Maybe basketball players aren’t the best choice if we’re going to think about forming a national molasses escape league. Pro football players might be better; there are a lot of football positions that depend on raw strength and endurance. Might be just what you need to slog through yards of waist-deep molasses. And January 15 is a good day to consider these teams, too, because it was the day of the very first Super Bowl, in 1967. It was played in Los Angeles, by the way, and although there was not a drop of molasses on the field, the Green Bay Packers beat the Kansas City Chiefs. There might have been a boy watching the game, maybe on TV in Dallas, where he lived. The first Super Bowl took place on his 12th birthday. If he did watch (I have no idea) it would make a great story, because we’re talking about Drew Brees, who grew up to be the winning quarterback in Super Bowl 44 — er, I mean “XLIV” — when his New Orleans Saints defeated the Indianapolis Colts.
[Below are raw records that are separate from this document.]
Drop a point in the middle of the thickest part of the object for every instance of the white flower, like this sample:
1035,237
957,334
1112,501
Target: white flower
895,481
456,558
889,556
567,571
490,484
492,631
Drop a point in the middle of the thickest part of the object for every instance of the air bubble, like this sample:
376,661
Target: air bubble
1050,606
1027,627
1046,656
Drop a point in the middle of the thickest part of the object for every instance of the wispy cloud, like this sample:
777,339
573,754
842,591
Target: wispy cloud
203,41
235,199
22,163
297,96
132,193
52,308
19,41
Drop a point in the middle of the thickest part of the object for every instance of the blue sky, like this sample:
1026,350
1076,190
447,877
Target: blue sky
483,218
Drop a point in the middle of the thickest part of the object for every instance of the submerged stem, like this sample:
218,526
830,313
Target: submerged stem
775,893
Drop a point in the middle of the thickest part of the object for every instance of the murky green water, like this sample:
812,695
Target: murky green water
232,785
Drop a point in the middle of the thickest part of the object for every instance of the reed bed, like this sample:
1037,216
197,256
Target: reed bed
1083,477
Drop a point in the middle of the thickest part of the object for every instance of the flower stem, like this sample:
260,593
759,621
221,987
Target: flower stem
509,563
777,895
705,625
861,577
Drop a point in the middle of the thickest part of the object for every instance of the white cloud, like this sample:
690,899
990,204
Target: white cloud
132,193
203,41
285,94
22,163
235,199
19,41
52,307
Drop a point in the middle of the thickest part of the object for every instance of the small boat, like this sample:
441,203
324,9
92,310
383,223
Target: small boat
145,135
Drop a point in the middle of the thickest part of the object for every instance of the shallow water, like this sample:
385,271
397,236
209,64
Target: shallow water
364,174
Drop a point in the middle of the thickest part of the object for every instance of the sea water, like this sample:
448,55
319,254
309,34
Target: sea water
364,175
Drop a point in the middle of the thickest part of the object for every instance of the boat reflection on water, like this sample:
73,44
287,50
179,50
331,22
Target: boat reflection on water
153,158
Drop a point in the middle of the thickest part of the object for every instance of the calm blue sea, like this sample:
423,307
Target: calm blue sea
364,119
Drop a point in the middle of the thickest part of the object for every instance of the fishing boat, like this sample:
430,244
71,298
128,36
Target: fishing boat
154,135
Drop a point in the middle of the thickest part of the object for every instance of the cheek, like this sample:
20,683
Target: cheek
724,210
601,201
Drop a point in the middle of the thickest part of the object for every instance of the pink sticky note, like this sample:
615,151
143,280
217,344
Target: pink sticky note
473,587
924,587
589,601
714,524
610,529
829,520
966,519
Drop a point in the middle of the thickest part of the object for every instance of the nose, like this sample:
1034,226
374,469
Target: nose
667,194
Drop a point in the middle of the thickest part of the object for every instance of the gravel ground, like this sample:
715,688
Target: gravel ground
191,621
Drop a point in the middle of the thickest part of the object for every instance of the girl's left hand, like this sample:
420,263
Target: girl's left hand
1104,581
You know, one of the resources I rely on a lot in writing Happened is Wikipedia. It doesn’t always have all the details about an event or a person, but as often as not it has something, and the editors — all volunteers — are careful about citing their sources, so you can follow up and gather more, um, well I don’t want to say trivia… But never mind that. We’re here to talk about January 15, and that was the day in 2001 that Wikipedia first went online. Wikipedia was founded by Larry Sanger (who came up with the name) and Jimmy Wales, who was involved with a prior free online encylopedia, “Nupedia.” Don’t bother doing a search for Nupedia; it was shut down in 2003 and the content was absorbed into Wikipedia. Initially it was “wikipedia.com," by the way, and the idea of accepting ads to fund the operation was under consideration. But in about 2002 the decision was taken that Wikipedia would never display ads, and the domain was changed to what it is today, “wikipedia.org.” It’s pretty sweet for a volunteer operation; there are over 300,000 editors, and the service is available in 325 languages. The English edition consists of over six million articles.
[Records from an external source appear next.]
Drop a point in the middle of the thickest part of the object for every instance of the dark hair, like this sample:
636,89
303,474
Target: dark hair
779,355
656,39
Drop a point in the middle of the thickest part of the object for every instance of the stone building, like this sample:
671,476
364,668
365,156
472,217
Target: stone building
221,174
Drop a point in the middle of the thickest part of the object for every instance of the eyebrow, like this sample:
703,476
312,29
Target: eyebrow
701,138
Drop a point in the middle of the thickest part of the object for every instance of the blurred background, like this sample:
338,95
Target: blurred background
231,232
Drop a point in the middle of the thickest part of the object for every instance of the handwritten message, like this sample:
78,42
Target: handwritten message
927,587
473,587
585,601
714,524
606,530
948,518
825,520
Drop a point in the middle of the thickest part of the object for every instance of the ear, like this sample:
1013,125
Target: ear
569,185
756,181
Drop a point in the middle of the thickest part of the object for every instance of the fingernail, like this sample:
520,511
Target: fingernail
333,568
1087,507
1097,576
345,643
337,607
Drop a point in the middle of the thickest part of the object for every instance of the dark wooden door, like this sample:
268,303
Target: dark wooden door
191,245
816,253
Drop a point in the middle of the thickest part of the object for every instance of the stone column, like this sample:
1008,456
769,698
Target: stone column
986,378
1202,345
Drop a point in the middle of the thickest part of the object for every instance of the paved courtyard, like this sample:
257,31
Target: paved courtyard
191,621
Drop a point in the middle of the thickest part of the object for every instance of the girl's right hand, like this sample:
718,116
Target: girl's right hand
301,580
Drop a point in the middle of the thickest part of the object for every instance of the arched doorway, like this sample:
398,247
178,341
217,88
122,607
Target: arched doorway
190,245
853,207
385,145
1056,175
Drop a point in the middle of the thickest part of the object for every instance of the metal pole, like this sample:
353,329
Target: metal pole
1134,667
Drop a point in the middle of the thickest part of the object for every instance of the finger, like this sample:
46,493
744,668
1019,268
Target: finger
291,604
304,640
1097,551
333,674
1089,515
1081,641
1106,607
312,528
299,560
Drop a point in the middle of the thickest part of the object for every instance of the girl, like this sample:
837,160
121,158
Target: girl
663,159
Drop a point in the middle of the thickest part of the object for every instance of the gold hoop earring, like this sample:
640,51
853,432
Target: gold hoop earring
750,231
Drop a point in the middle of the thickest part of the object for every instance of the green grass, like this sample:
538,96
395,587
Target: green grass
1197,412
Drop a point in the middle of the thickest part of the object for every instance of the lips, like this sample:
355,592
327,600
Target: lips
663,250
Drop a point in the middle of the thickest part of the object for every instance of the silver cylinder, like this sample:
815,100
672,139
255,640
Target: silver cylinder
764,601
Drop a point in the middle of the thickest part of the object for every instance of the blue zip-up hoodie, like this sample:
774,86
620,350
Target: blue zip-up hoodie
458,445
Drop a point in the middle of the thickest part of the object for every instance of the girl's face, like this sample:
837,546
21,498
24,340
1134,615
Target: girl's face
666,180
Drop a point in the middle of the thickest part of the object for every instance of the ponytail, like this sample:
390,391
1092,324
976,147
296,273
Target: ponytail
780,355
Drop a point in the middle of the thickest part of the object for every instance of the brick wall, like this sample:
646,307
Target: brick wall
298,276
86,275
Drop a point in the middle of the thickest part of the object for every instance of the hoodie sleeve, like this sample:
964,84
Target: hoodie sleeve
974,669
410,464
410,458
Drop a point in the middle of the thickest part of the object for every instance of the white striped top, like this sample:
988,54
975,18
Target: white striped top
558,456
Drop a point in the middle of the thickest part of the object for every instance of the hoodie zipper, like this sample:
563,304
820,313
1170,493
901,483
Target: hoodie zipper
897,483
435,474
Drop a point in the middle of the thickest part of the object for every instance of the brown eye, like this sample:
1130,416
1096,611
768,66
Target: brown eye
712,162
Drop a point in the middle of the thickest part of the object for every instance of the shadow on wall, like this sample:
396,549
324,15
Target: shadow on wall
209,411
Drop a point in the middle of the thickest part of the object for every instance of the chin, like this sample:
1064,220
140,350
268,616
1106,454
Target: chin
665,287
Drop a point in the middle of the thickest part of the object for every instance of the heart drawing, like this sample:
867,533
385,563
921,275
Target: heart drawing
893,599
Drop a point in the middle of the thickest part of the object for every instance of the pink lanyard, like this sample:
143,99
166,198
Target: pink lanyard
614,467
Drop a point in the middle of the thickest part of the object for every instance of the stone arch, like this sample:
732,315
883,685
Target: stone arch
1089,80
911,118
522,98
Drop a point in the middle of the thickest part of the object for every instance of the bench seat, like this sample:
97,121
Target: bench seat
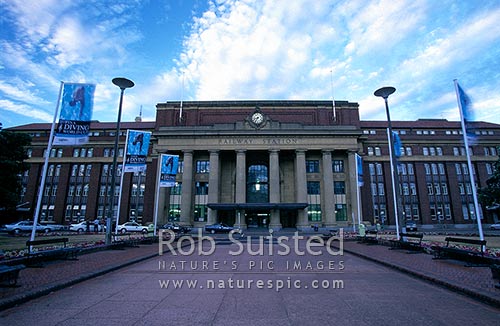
470,256
9,274
37,257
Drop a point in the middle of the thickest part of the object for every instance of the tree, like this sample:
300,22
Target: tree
13,153
489,196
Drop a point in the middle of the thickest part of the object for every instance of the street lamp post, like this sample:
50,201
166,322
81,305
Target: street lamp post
122,83
384,92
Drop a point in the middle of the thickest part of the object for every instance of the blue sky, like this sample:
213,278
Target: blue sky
251,49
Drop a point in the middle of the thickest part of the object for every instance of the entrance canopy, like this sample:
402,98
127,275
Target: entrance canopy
248,206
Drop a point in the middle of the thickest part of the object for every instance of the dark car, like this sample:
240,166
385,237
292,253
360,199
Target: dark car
411,226
177,228
219,228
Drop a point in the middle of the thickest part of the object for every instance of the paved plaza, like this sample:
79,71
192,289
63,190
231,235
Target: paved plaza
251,288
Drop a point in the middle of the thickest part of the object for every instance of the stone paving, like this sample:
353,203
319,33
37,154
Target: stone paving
373,294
One of the features of Wikipedia is a list of notable people born on any given day of the year. In the US, though, you might not need Wikipedia to know that today is the birthday of Martin Luther King, Jr. If you know nothing else about Dr. King, you must be familiar with his “I have a dream” speech. He delivered it in 1963 during a civil rights march on Washington, D.C.
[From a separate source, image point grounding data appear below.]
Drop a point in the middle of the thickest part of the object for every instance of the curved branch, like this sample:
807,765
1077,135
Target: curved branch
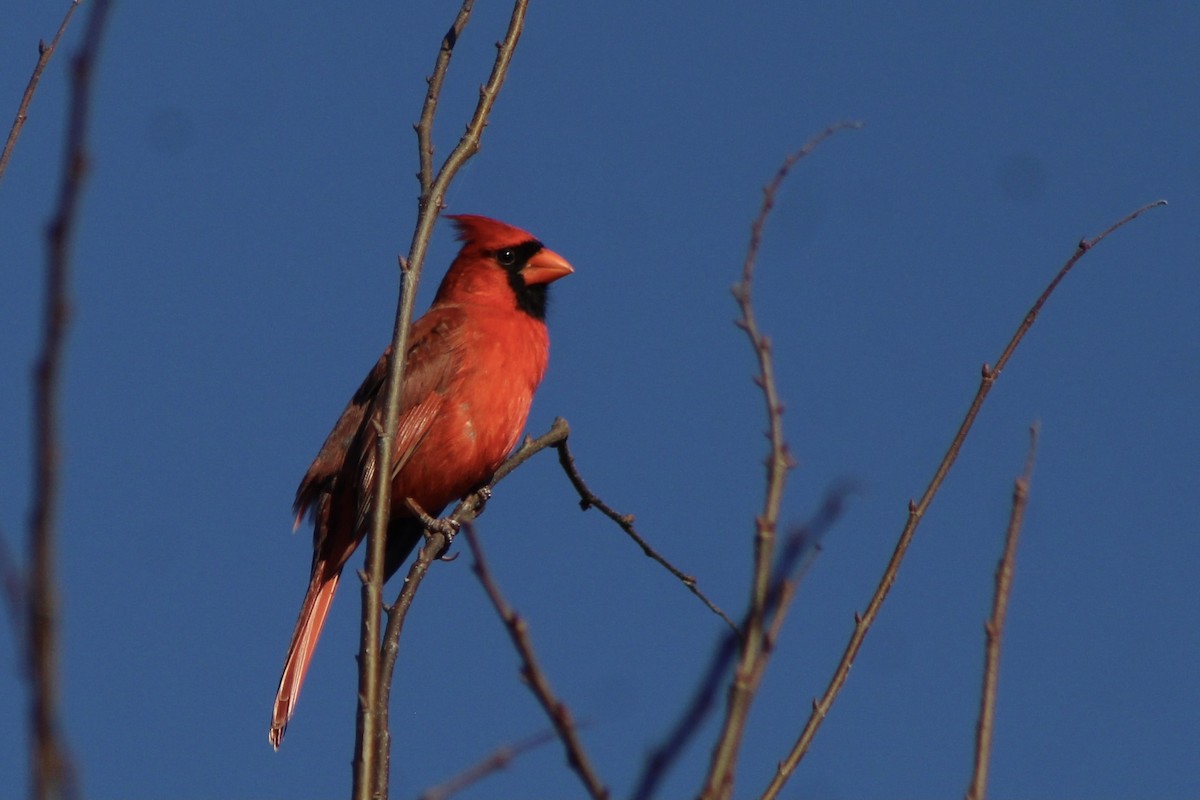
917,511
995,626
533,675
51,765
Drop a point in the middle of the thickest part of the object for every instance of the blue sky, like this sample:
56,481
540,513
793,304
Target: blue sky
234,277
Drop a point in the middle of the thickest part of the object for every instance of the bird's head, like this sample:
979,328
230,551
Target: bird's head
499,263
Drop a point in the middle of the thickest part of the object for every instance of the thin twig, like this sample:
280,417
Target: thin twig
801,547
497,761
532,673
994,629
51,765
43,56
588,499
371,749
425,126
719,781
917,510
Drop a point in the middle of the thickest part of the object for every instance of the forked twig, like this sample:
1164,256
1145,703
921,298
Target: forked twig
994,629
917,510
52,773
588,499
532,673
372,741
719,781
801,547
43,56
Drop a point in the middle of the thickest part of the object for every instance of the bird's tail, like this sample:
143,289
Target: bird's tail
304,639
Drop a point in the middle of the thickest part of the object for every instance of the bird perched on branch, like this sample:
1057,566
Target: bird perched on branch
474,361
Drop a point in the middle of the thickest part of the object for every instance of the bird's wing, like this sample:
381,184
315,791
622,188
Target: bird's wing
429,371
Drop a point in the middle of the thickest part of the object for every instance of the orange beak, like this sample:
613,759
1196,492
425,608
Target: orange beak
545,266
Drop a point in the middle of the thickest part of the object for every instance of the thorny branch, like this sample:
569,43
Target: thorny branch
533,675
372,743
995,626
719,782
801,547
917,510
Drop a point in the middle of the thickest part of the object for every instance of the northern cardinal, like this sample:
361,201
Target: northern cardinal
474,361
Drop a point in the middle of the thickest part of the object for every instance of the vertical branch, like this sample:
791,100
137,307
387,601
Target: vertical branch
917,511
719,781
995,626
533,675
372,740
43,56
49,765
It’s not a long speech, but even so, King was reading from prepared notes he’d typed up and brought with him. But the words “I have a dream” weren’t on the sheet. They may be the most remembered words from any modern American speech, and they were ad-libbed on the spot. How do we know?
Well, aside from King saying as much at the time, there was a basketball coach (from the University of Iowa, a long time rival of Kansas) standing near the podium, and when King finished speaking the coach — George Raveling — asked if he could have the notes, which included King’s typed text and handwritten comments. King gave them to Raveling. The document sort of disappeared after that — or people just hadn’t thought about it — until 1984, when Raveling mentioned having it. Raveling still has the speech today, even though he’s been offered millions of dollars for it. Appropriately enough, George Raveling was the first African-American basketball coach ever hired at the University of Iowa. And unlike James Naismith, he has a winning record. Pretty sweet.
P.S. You may have noticed that the title questions, whether "today is the Ides of January," and "what the heck are ides anyway," were never addressed. All I can say is to refer you to the Man in Black’s words to Inigo Montoya in "The Princess Bride": “get used to disappointment.”